Can a single SQL Server connection be shared among tasks executing in parallel? Each task would dequeue an item from a ParallelQueue, instantiate a SqlClient command, and insert a row into the table. Or does each command-instantiating-task require its own dedicated connection to the database? Can the connection(s) be instantiated and opened at the top of the method and then closed when the parallel tasks have been completed, or should each task instantiate, open, and close its connection?
A SQLServer Connection can be shared by multiple tasks executing in parallel, e.g. threads in a C# program or requests in an app server. But most use scenarios would require you to synchronize access to the Connection. A task will have to wait for the connection if another task is using it. By the time you build a shared connection mechanism that does not break or become a performance constraint for your parallel tasks, you have likely built a connection pool.
Another way to look at it is, yes you can share a pool of connections among a set of threads and let the connection pool handle dispensing connections and connection state cleanup. Microsoft's .net data access had very capable connection pooling as of 3 to 4 years ago when I last used it. With connection pooling you don't have to spend a lot of extra time opening and reopening connections. You don't have to hold open more connections than you actually need to use in a large long running application. You reuse connections when they are available, and automatically open a new connection when needed, automatically close them when they are no longer needed, e.g. after an inactivity period.

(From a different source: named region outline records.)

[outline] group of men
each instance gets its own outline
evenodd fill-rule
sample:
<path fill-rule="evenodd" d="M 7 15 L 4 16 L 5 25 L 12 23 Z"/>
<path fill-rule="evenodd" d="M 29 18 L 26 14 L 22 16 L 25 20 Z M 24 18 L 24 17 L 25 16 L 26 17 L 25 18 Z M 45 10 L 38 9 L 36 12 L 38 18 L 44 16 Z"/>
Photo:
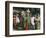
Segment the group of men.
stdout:
<path fill-rule="evenodd" d="M 40 15 L 32 15 L 31 11 L 21 11 L 13 15 L 13 28 L 15 30 L 35 30 L 40 29 Z"/>

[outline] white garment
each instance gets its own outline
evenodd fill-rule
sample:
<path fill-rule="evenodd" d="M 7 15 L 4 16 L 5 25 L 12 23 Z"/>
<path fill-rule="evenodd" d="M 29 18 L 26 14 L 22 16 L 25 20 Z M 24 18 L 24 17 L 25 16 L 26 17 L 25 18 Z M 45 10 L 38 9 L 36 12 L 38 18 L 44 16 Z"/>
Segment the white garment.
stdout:
<path fill-rule="evenodd" d="M 32 24 L 32 25 L 35 25 L 34 19 L 35 19 L 35 17 L 31 17 L 31 24 Z"/>

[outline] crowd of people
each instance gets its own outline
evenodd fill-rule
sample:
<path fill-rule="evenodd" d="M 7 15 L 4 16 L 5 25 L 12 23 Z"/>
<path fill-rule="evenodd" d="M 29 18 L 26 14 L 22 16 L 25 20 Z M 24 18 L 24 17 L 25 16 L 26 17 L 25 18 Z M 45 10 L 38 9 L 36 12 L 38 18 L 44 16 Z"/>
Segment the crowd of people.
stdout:
<path fill-rule="evenodd" d="M 15 30 L 38 30 L 40 29 L 40 15 L 32 15 L 29 9 L 14 12 L 13 28 Z"/>

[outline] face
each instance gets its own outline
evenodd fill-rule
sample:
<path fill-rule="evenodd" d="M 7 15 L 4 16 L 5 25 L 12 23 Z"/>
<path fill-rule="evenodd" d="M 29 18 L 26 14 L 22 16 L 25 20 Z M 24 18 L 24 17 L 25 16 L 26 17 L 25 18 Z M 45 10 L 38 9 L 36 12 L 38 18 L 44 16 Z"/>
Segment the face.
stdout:
<path fill-rule="evenodd" d="M 16 25 L 16 16 L 13 16 L 13 24 Z"/>

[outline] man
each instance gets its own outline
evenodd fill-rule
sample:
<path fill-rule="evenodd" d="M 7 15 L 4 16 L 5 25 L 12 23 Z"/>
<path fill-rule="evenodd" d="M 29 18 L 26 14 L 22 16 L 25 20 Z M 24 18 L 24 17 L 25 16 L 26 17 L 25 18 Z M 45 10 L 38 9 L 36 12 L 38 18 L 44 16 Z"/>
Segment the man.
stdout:
<path fill-rule="evenodd" d="M 24 17 L 24 20 L 25 20 L 25 22 L 24 22 L 25 30 L 29 30 L 30 29 L 30 15 L 29 15 L 29 13 L 30 13 L 30 10 L 27 9 L 26 10 L 26 15 Z"/>
<path fill-rule="evenodd" d="M 40 15 L 35 16 L 35 29 L 40 29 Z"/>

Connection Pooling may be a good answer. Just holding a connection for each task may be a good answer.
Usually an enterprise application server would have a datasource configurable through which an API could make requests. For example, WebSphere servers have a datasource which can be called via a defined JNDI name from a persistence framework (JPA, Hibernate, ...) within EJBs which handle threading on their own.
So yes. However, I would highly recommend utilizing a framework to do this.